Crônica de Dandão: Bons biriteiros

cronica

Francisco Dandão – Um dia desses, numa crônica passada, escrevi sobre jogadores de futebol que não resistem à tentação de tomar umas e outras, ainda que seja véspera de jogo e que o time esteja concentrado. Para esses, não tem barreira que consiga segura-los. Se o vigilante cochilar, os caras dão um jeito de fugir.

Naquela oportunidade, eu disse que a maioria desses camaradas chegados a uma carraspana não se aguenta nas pernas no jogo imediatamente seguinte à farra. E, por assim ser, jogam se arrastando no campo, letárgicos, sonâmbulos, sem ânimo pra nada e não chegando nas bolas mais fáceis.

Mas eu disse também que existiram (ainda existem?) fenômenos que jogavam ainda melhor quando bebiam. E dei dois exemplos: Garrincha, o gênio das pernas tortas que deslumbrou o mundo na década de 1960, e Bico-Bico, que fazia a alegria das plateias do futebol acreano, na década de 1970.

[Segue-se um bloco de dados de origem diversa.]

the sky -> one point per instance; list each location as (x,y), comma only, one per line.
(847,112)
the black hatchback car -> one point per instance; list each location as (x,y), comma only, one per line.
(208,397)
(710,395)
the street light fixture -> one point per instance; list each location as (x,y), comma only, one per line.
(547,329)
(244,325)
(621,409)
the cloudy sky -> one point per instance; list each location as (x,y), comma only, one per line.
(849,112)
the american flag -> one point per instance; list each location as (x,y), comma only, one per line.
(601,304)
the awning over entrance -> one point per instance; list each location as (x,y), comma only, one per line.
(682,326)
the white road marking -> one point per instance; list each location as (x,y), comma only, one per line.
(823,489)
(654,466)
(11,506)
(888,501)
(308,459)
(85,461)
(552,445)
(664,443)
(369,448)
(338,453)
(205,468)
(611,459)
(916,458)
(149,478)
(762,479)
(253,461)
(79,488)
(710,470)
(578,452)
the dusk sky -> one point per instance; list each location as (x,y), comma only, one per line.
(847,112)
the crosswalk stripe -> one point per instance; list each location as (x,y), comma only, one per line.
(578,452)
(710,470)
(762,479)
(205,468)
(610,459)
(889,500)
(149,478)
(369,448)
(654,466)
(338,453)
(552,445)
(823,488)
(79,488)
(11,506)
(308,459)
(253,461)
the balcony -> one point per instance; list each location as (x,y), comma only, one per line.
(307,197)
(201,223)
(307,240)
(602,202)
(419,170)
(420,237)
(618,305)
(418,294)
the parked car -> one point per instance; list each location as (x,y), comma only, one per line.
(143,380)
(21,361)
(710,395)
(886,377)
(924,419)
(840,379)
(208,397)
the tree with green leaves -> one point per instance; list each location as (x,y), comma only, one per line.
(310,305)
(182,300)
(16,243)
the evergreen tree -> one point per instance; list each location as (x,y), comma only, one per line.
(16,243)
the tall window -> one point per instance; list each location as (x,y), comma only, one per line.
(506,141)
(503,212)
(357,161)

Especificamente falando do futebol acreano dos anos românticos do amadorismo (até 1988), os craques chegados ao samba e à cerveja costumavam usar um artifício farmacológico para não sentirem os efeitos da ressaca. O recurso, no caso, era um injetável denominado Glucoenergan.

Desenvolvido pelos químicos na primeira metade da década de 1960, o Glucoenergan era aplicado diretamente na veia dos clientes e agia com a dupla finalidade de suprimir o apetite e proporcionar doses extras de energia aos seus usuários. O sujeito tomava esse troço e corria feito um cavalo.

Com esse artifício, quase nenhum “atleta” levava a sério as orientações dos profissionais de educação física. No mais das vezes, o “preparo físico” consistia em umas corridinhas ao redor do campo, duas dezenas de “polichinelos” e uma dúzia de “cangurus”. O resto era com a “Gluco”.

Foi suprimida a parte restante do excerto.